The loyal drake nodded his massive head before breathing fire on an enormous parchment. I watched as the letter shrunk before disappearing into emerald embers. The princess nodded in response and her horn glowed, Red Ribbon completely vanishing into nothingness. If only Princess Twilight could do that to me— except modify the spell so that I didn’t come out afterwards.

“The last time you were here,” said the Princess, “I told you to make friends.”

“Sorry,” I said, with no hint of an apology in my voice.

“Why are you not trying to make friends?”

I glanced at the symbols of the bearers above me, long dead from before transition. Don’t answer. Never. Ever. Ever. Answer. If she knew the truth she’d never let me go live a normal life and try again. I got further this time than I ever have before. She's losing her grip on monitoring everyone. A couple more centuries and the population will be large enough that I might be able to pull it off.

The Princess said nothing.

But what if I told her the truth this time and she gave me permission to pass on?

She towered above me, watching and waiting.

She has more valuable things to do with her time than to wait on me. A few more moments and she will change the subject. But then again, the previous four tries I didn’t tell the whole truth, perhaps that’s why I didn’t succeed in convincing her?

“I want an answer, Care Free. Why don’t you make friends?”

I tried to say nothing but the argument in my mind broke through.

“I don’t intend to live, Princess.”

Her eyebrows rose. I could almost see her iris slip to the surface as her observation spells weakened and she focused more on me.

“I’ve heard of the grief you felt for your friends when they died. Your biggest regret is not discovering the immortality spell soon enough before they passed on. I won’t have that problem when I die, for no one will grieve for me as long as I do my best to not know anyone.”

Her monitoring spells stopped, her amethyst, piercing eyes far more intimidating than the white vagueness that had been there before. I heard a flash of magic and felt myself pulled somewhere far away to an ethereal plane where it felt like the stars had been pounded into mist beneath me.

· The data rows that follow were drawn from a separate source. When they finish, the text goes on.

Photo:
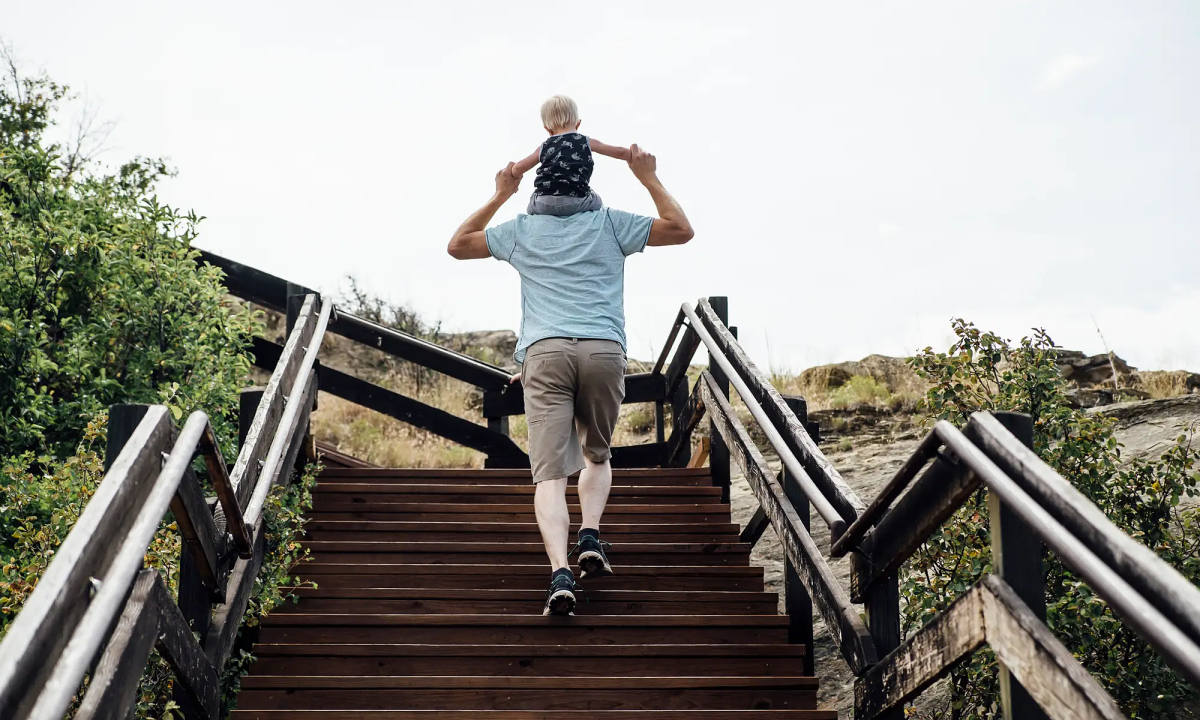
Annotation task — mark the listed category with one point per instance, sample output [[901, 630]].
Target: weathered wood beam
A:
[[845, 627], [796, 437], [640, 387], [1140, 567], [421, 352], [114, 683], [940, 490], [684, 423], [246, 469], [48, 619], [1043, 665], [882, 502], [178, 646], [924, 658]]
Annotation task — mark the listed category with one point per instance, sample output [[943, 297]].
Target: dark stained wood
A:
[[114, 683], [940, 490], [924, 657], [757, 714], [178, 646], [37, 635], [783, 695], [851, 637], [796, 437], [1017, 558], [640, 387], [1170, 592], [270, 411], [683, 424]]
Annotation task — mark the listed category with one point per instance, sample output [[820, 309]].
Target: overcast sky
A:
[[857, 173]]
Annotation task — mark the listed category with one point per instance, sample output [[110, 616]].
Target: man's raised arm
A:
[[469, 241], [671, 227]]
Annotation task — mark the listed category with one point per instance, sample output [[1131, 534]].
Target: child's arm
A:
[[610, 150], [527, 165]]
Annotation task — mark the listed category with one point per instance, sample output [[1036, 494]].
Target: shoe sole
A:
[[561, 603], [593, 564]]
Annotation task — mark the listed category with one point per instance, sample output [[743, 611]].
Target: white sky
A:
[[857, 173]]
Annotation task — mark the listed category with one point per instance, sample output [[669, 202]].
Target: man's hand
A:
[[507, 183], [642, 163]]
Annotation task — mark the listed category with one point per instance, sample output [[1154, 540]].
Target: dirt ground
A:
[[869, 451]]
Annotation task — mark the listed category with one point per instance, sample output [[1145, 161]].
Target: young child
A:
[[562, 186]]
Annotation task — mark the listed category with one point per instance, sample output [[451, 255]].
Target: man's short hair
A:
[[559, 112]]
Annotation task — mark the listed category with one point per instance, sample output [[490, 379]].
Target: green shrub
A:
[[102, 303], [985, 372]]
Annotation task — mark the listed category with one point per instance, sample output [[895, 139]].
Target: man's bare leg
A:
[[595, 483], [553, 520]]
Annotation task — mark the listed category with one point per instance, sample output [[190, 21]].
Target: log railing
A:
[[1030, 505], [97, 612]]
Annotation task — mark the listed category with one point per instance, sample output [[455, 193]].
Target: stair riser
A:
[[576, 699], [531, 666], [549, 634]]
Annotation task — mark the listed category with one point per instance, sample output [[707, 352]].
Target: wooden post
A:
[[123, 420], [796, 597], [1017, 558], [719, 453]]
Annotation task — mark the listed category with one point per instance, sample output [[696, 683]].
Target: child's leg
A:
[[563, 205]]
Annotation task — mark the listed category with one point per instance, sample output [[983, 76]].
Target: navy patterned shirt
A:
[[565, 166]]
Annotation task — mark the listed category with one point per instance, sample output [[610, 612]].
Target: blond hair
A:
[[559, 112]]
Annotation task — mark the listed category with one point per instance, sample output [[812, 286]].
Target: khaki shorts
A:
[[573, 393]]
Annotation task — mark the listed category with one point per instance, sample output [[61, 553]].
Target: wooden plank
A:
[[851, 636], [246, 469], [579, 699], [702, 714], [1045, 669], [222, 485], [114, 683], [179, 647], [1171, 593], [424, 353], [198, 531], [227, 617], [796, 437], [37, 635], [532, 651], [683, 424], [925, 657], [640, 387], [933, 498], [882, 502], [702, 451], [527, 664]]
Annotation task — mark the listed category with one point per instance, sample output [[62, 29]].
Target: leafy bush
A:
[[1143, 497], [102, 303]]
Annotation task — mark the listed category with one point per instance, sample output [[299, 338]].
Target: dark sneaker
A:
[[561, 595], [593, 562]]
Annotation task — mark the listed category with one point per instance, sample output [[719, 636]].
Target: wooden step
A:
[[529, 660], [531, 715], [527, 693], [523, 553]]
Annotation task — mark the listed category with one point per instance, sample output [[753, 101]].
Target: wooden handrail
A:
[[71, 617], [822, 505]]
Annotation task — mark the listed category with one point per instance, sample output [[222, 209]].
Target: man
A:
[[571, 348]]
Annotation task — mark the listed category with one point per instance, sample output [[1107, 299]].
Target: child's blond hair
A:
[[559, 112]]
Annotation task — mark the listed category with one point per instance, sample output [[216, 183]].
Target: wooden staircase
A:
[[429, 605]]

It was the same strange place where she made me immortal, where she made everyone immortal.

“You will live forever, Care Free.” The Princess brought out record upon record, the sky around me filling with scenes I’ve lived through and some from ponies I’ve never met. “You and everyone on this planet will never die.”

She brought out a scene of the great Statue of Life in the Griffon Kingdom, which stood atop where the last creature to die in Equestria before the great transition was buried. “You have no need to fear leaving behind grieving friends. There is no need for that kind of pain in the paradise I have strived to create and sustain for Equestria.”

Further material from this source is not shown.